You’ve obviously never seen the solid evidence of prehistoric man using the wheel that can be found in the comic strip B.C. I defy you to find more compelling evidence!
According to Wikipedia, the wheel was invented in Mesopotamia around 4000 BC, with independent invention of it later in China and the Americas. By that time Mesopotamians lived in towns and villages.
As to what a caveman is, most people would probably equate them either with hairy, heavy-browed Neanderthals, who had been extinct for tens of thousands of years by then, although hominids seem to have occasionally lived in caves for millions of years and a few still do.
For a conclusive answer, the wheel was patented in 2001 by someone from Melbourne. Since he was a lawyer, he obviously lived in a swamp rather than a cave.
I have no idea what the law requires where you are, but in the UK, the Advertising Standards Authority regulates print ads like the one you mention, and their rules state that advertising must be “legal, decent, honest and truthful”.
In practice that prohibits false statements presented as fact that might reasonably be believed by their customers, and might influence their decision to purchase. In that way, you could claim that your fizzy drink is the most popular on the planet Vulcan or your burger was the one best enjoyed by cavemen (because the public should be expected to realise that is not “true”). But McDonalds couldn’t claim that eating their burgers increases your lifespan unless they could back it up with evidence.
So I don’t think the ad would be breaking any rules here.
*Ladies and gentlmen of the jury, I’m just a caveman."
“I fell on some ice and later got thawed out by some of your scientists.”
“Your world frightens and confuses me! Sometimes the honking horns of your traffic makes me want to get out of my BMW and run off to the hills or whatever. Sometimes when I get a message on my fax machine I wonder, Did little demons get inside and type it? I don’t know! My primitive mind can’t grasp these concepts.”

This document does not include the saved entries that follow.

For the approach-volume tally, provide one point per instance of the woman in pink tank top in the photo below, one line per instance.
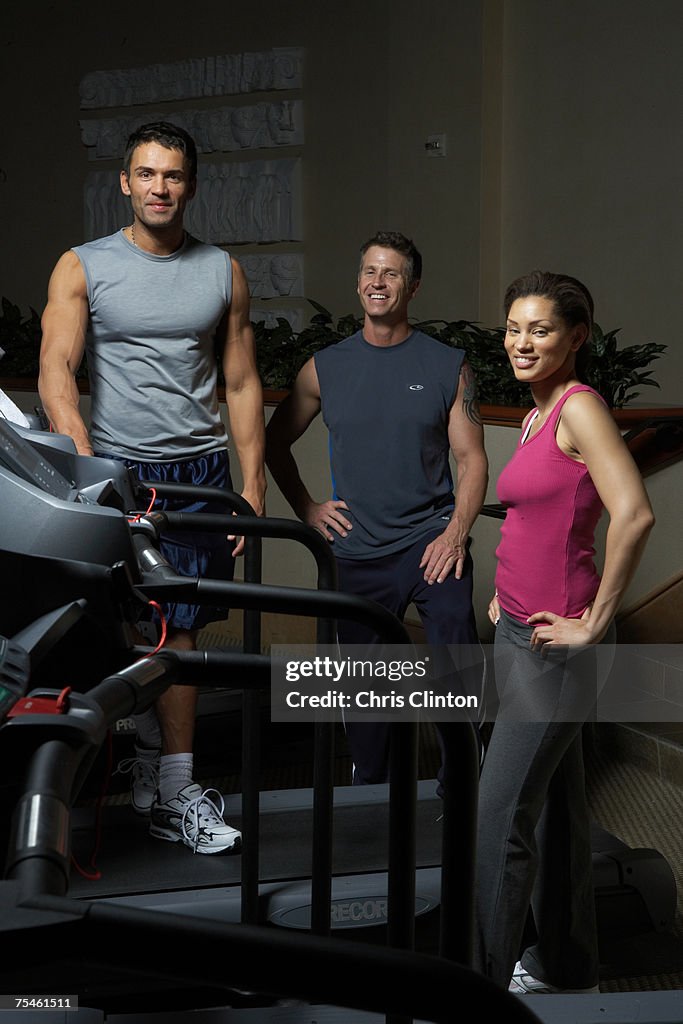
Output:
(554, 629)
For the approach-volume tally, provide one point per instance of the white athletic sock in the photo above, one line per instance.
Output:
(175, 772)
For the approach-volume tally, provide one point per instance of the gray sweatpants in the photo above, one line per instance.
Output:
(534, 845)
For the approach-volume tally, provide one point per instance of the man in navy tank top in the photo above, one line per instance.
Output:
(152, 305)
(397, 403)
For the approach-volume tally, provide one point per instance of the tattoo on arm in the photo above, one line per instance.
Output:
(470, 396)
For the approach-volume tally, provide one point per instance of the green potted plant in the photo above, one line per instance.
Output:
(615, 373)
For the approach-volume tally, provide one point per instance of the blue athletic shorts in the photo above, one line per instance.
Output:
(199, 554)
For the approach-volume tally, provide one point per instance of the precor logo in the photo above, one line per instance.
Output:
(351, 912)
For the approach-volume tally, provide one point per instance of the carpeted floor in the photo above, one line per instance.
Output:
(632, 804)
(646, 812)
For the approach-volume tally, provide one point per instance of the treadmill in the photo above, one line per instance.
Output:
(108, 568)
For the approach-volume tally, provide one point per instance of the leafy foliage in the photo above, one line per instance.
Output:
(615, 373)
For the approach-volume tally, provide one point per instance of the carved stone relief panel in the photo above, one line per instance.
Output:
(272, 273)
(280, 68)
(257, 201)
(223, 129)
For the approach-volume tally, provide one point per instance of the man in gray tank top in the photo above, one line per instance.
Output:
(152, 305)
(396, 403)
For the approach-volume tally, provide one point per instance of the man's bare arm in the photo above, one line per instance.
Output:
(244, 393)
(65, 324)
(466, 440)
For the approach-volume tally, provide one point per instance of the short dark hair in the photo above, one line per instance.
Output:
(168, 135)
(398, 242)
(571, 299)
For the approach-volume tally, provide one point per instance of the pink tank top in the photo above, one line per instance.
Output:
(545, 557)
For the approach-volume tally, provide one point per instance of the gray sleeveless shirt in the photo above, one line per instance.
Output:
(151, 348)
(387, 412)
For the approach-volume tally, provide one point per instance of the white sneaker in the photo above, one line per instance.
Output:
(144, 777)
(524, 983)
(193, 818)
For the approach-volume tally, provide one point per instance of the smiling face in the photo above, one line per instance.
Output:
(159, 185)
(541, 346)
(383, 286)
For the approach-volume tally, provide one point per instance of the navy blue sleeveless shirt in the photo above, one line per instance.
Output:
(387, 412)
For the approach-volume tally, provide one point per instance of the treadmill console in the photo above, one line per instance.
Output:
(20, 458)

“But there is one thing I do know. When a car company infringes on my patent, for an obviously nonobvious invention, then I am entitled to no less than twenty million in compensatory damages and ten million in punitive damages.” *
US law is not all that different from UK law. Slogans like “The World’s Greatest Cheeseburger” are technically called “puffery” and are legal to use, because they are considered to be an opinion.
Verifiable facts, especially about health - eating our cheeseburgers controls colon cancer - on the other hand, must be backed by solid research, well, at least by some study done somewhere.
Exaggerated images are normally considered to be legal as well, which lets all those tv commercials off the hook.